Sencha set. Photo courtesy GJTEA

“Teaism is a cult founded on the adoration of the beautiful among the sordid facts of everyday existence. It inculcates purity and harmony, the mystery of mutual charity, the romanticism of the social order.” – Okakura Kakuzo, 1906

 

 

 

 

 

 

 

 

 

Japanese Tea Courses

GJTEA offers a depth of experiential education (touching, smelling, picking, being in tea fields) of GJTEA’s Japanese tea and culture courses: Japanese Tea Foundation Course, Japanese Tea Intermediate Course, and Japanese Tea Master Course. These courses benefit tourism marketers, tea shop owners, traders, and others in the tea industry and those who just love and want to learn more about Japanese tea. Students are from Thailand, Indonesia, the US, Europe, Australia, and parts of the world.

Before the pandemic, these courses were offered in Kyoto, The Hague, Ghent, and Madrid. Future plans include courses in more locations. For now, the Japanese Tea Foundation Course is available online. The next one starts in October.
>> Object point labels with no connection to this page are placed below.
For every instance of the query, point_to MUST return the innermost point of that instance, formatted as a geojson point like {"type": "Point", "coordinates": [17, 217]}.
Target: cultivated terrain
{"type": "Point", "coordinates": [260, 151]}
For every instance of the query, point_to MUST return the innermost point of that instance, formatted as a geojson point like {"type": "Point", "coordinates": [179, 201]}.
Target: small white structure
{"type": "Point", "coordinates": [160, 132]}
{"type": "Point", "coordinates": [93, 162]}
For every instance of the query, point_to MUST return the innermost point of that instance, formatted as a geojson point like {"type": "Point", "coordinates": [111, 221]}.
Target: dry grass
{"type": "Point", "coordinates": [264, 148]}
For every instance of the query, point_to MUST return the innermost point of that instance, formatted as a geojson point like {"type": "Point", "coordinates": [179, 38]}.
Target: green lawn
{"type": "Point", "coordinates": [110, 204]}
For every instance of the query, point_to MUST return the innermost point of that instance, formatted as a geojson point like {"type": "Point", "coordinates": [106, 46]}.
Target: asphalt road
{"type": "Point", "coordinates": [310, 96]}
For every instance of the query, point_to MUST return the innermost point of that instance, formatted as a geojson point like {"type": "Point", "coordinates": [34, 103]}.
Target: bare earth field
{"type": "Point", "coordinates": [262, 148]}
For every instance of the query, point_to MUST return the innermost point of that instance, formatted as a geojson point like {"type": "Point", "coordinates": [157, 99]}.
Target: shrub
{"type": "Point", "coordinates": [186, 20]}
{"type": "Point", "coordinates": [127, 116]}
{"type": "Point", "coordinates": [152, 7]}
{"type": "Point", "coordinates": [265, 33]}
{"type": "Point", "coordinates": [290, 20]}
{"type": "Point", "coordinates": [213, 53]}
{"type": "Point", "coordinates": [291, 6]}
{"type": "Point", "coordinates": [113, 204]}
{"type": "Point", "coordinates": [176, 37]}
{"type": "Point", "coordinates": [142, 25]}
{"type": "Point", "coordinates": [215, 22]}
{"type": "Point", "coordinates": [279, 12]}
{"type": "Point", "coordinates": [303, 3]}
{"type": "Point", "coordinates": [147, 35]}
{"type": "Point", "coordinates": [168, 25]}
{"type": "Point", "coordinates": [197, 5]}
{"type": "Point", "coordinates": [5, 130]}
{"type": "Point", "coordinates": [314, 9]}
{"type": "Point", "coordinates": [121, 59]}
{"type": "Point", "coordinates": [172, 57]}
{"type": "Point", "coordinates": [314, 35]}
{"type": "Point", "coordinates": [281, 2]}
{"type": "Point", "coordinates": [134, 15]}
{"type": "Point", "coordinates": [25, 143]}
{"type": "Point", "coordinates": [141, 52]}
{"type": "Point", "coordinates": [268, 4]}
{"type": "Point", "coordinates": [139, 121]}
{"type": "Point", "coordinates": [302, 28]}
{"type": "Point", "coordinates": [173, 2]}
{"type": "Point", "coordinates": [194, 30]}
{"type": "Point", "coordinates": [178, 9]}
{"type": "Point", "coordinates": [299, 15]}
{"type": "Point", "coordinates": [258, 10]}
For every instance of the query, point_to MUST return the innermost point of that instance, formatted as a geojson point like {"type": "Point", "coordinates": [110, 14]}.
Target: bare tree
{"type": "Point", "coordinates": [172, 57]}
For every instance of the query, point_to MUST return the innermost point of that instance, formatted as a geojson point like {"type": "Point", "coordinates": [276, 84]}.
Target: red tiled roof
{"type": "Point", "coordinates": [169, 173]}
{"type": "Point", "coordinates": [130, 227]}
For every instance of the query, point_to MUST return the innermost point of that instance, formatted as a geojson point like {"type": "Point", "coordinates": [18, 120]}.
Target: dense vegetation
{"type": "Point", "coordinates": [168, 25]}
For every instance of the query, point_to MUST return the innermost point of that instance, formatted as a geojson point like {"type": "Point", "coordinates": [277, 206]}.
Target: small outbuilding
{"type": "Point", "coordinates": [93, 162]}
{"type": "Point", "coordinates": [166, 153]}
International tea trade services

Besides education, GJTEA helps foreign business people who need assistance with the Japanese tea industry. Introductions, translation, and the processing of import and export documents are some of the trade services it provides.

Tea bud, GJTEA
Tea bud signals the arrival of spring. Photo courtesy GJTEA.

Zavadckyte says that GJTEA wants to “provide a platform for tea people to meet and connect.” The Global Japan Tea Association is obviously about Japanese tea, but it is also about making and developing human relations that transcend national boundaries.